総選挙の争点を決めるのは誰か/日本の針路(79)
総選挙が始まった。
というよりもはや終盤戦と言うべきかも知れない。
争点は何か?
もちろんアベノミクスの是非も含め、安倍政権の評価と今後の日本の方向性である。
報道の仕方については、なりふり構わぬような自民党圧力もあって、報道の委縮が言われている。
⇒2014年11月30日 (日):安倍自民党がテレビ局に“圧力文書” /日本の針路(77)
安倍首相は当初、来年10月に予定される消費税率10%への引き上げを2017年4月に先送りする方針を発表し、この判断を、「国民生活に大きな影響を与える税制で重大な決断をした以上、国民の声を聞かねばならない」と説明した。
⇒2014年11月20日 (木):総選挙の争点を増税延期と言う「まやかし」/日本の針路(72)
しかし、さすがに増税延期の判断では争点にならないことを悟ったのであろう。
今度は、「アベノミクスを前進させるのか後退させるのか」と舵を切り替えた。
今のところ、野党もメディアもこぞって「アベノミクスの是非」を争点に据えているような感じである。
巧妙な安倍政権の広報戦略というべきであろう。
しかし、政権選択という言葉とアベノミクスでは釣り合いが取れないことをメディアでも気づいているのであろう。
今朝の日本経済新聞は、「安倍政権2年の審判」とした。
内閣のスポークスマンである菅官房長官は、露骨に争点を決めつけている。
菅義偉官房長官は19日の記者会見で、集団的自衛権の行使容認に踏み切った7月の閣議決定や、12月10日に施行される特定秘密保護法の是非は次期衆院選の争点にはならないとの認識を示した。
集団的自権行使に関し「自民党は既に憲法改正を国政選挙の公約にしており(信を問う)必要はない。

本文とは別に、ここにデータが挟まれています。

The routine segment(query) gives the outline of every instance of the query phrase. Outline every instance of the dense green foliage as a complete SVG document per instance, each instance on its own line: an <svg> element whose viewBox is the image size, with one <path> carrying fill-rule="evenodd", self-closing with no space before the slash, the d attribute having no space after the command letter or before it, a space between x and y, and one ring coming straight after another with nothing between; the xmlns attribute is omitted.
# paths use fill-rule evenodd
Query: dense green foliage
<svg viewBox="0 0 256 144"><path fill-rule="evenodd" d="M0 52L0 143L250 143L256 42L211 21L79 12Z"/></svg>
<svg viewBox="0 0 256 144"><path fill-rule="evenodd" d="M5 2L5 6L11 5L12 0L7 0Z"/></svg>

限定容認は現行憲法の解釈の範囲だ」と強調した。秘密保護法についても「いちいち信を問うべきではない」と指摘した。
同時に「何で信を問うのかは政権が決める。安倍晋三首相はアベノミクスが国民にとって最も大事な問題だと判断した」と述べた。
集団的自衛権争点でない 菅官房長官、秘密法も
経済政策が重要でないというつもりはない。
しかしアベノミクスの評価自体は、増税を延期せざるを得なくなったことで既に明白だとも言える。
⇒2014年11月17日 (月):GDP速報値が示す衆院選の争点/アベノミクスの危うさ(42)
争点はアベノミクスを含め、有権者個々人が判断すべきものであろう。
菅官房長官が争点にならないとした集団的自衛権の行使を含む憲法問題、文明のあり方に係わってくる原発・エネルギー政策等、大きな争点である。
東京新聞12月3日
官房長官が上から目線で「争点にはならない」としたことは、与党にとって争点化したくないということに過ぎない。
安倍首相が「アベノミクスが国民にとって最も大事な問題だと判断した」というのは、余計なお世話というべきであろう。